It took place in the Queen’s Park dining hall and was a very chummy shrimp-and-wine gathering, a chance for members of the coalition — the Canadian Association of Oil Well Drilling Contractors, the Canadian Association of Petroleum Landmen, the Canadian Association of Petroleum Producers, etc — to schmooze Tory heavies.

There were speeches by coalition organizers, and a particularly passionate Ontario energy minister, John Baird, made his anti-Kyoto rallying cry. Needless to say, the audience was very receptive. Baird’s parliamentary assistant, Scarborough MPP Steve Gilchrist, who at one time helped block developers’ plans for the Oak Ridges Moraine, was busy propping open doors with chairs to give relief to a very hot and stuffy room.

I couldn’t help remarking to him that perhaps the room was so unbearably hot because of climate change. He was not amused.

While Eves has been slightly slippery on just where he stands on Kyoto, it was interesting to learn that this meeting was organized by Guy Giorno, Mike Harris’s old chief of staff and ultimate Tory party insider. Giorno now works with National Public Relations (NPR), the coalition’s high-priced lobby firm.

Two days after the meeting, Giorno sent every MPP at Queen’s Park an e-mail suggesting what they might say in op-ed news pieces or letters to their constituents about Kyoto.

Then Liberal and NDP members, for whom the missive was obviously not intended, were sent a second e-mail that read, “Unfortunately, materials from the Canadian Coalition for Responsible Environmental Solutions were sent to your office in error in a previous e-mail. I do apologize for any inconvenience.”

So now we have Mike Harris’s former number-one man trying to dictate environmental policy to our government members. It might make you wonder if the Eves government is really any different from Harris’s where the environment is concerned. It certainly doesn’t seem to be.

Then there’s Klein’s relationship with the coalition, which is kind of like that of an organized crime boss and his “legitimate business activities.”

They’ll deny any connection to each other, one operating above-ground while the other does its work in the shadows.

NPR’s Karen Bodirsky denies there is any relationship. “There is no connection,” she says.

But log onto Klein’s Web site and information on the coalition is item number one on his home page.

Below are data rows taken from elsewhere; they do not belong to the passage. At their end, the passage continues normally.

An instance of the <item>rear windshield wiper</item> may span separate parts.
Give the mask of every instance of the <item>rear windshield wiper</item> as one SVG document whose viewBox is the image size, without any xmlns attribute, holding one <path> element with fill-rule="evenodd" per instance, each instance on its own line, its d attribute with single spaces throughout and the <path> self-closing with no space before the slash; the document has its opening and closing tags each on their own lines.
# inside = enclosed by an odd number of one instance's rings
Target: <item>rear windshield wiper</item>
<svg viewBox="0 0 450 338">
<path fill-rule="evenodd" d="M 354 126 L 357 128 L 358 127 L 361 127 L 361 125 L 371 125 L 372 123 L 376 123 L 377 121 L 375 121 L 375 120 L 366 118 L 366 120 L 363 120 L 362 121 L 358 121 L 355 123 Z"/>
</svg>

Klein’s anti-Kyoto message should not be warmly received here. Ontario, in fact, will have the more to gain than any other province from ratifying the accord, according to studies done by both the province and the feds. This is particularly true if this government fulfills its promise to close Ontario’s coal-fired electricity generating plants and switch to renewable energy sources like solar, wind power and small-scale hydro.